Let $H$ be a proper subgroup of a finite group $G$. Prove that there exists a $g\in{G}$ whose conjugacy class is disjoint from $H$
I'm stuck with this problem. What I only know is that if every conjugacy of $g$ is not disjoint from $H$, then there at most $\vert{H}\vert$ conjugacy classes..
I think this exercise is beautiful ..So any hint will be helpful! Thank you !
Oops... Here's the proof: Since $H<G$, $G$ is not the union of $g$-conjugates of $H$. There exists some $a$ such that $a$ is not contained in any $g$-conjugate of $H$. i.e. Any $g$-conjugates of $a$ is not contained in $H$. Thus the conjugacy class of $a$ and $H$ are disjoint.
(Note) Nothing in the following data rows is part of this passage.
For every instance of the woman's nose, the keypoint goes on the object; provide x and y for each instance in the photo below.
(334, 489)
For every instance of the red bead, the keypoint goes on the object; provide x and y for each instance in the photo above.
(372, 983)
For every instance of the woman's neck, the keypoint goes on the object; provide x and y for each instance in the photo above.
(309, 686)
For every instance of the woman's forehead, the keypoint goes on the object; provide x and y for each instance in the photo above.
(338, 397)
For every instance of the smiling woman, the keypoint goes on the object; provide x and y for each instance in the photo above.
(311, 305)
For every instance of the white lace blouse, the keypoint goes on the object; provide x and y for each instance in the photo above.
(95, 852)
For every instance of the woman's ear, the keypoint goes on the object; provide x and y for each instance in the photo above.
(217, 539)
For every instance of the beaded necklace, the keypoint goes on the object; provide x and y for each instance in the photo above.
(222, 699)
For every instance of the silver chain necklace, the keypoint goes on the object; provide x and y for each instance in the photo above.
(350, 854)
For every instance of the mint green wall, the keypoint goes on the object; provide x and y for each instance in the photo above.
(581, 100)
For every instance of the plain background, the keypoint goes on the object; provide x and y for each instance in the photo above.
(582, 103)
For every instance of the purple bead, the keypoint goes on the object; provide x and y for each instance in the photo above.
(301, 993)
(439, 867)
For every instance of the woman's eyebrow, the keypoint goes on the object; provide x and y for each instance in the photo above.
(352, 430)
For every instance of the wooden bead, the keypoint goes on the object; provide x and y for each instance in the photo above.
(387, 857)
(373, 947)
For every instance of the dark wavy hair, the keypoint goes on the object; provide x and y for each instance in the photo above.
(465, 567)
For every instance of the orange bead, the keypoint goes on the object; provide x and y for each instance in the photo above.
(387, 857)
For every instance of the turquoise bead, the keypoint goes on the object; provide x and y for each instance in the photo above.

Hint: use the following two facts.
Lemma 1 If $K$ is a proper subgroup of $G$, then $\bigcup_{g \in G}K^g \subsetneq G$.
Lemma 2 Let $\{g_1, \cdots, g_k\}$ be a set of representatives of the different conjugacy classes of $G$, then $\langle g_1, \cdots, g_k \rangle=G$.
And note that Lemma 1 implies Lemma 2. The proof of Lemma 1 has appeared many times on StackExchange and can be found here for example.
We assume Jordan's theorem which states that if $G$ acts transitively on $X$ with $|X| \geq 2$ then there exists some $g$ such that $X^g = \varnothing$. To prove the fact that there exists some $C_g$ disjoint from $H$, we want $X^g$ to somehow relate to $H \cap C_g$. Consider the $G$ action on left cosets $\{gH\}$ given by $g' \cdot gH = g'gH$. Note that this action is transitive since $gg'^{-1}$ sends $g'H$ to $gH$. Also, since $H$ is a proper subgroup, there are $\geq 2$ cosets so $|X| = |\{gH\}| \geq 2$. Therefore, by Jordan's theorem, there is some $g \in G$ such that $X^g = \varnothing$. Suppose for the sake of contradiction that $h \in H \cap C_g$. Thus, there exist $g' \in G$ such that $g'h = gg'$. So then $g$ sends the coset $g'H$ to $gg'H = g'hH = g'H$. In other words, $g$ fixes $g'H$ so $g'H \in X^g$ — a contradiction. Therefore, $H \cap C_g$ must be empty, and $C_g$ is the conjugacy class disjoint from $H$.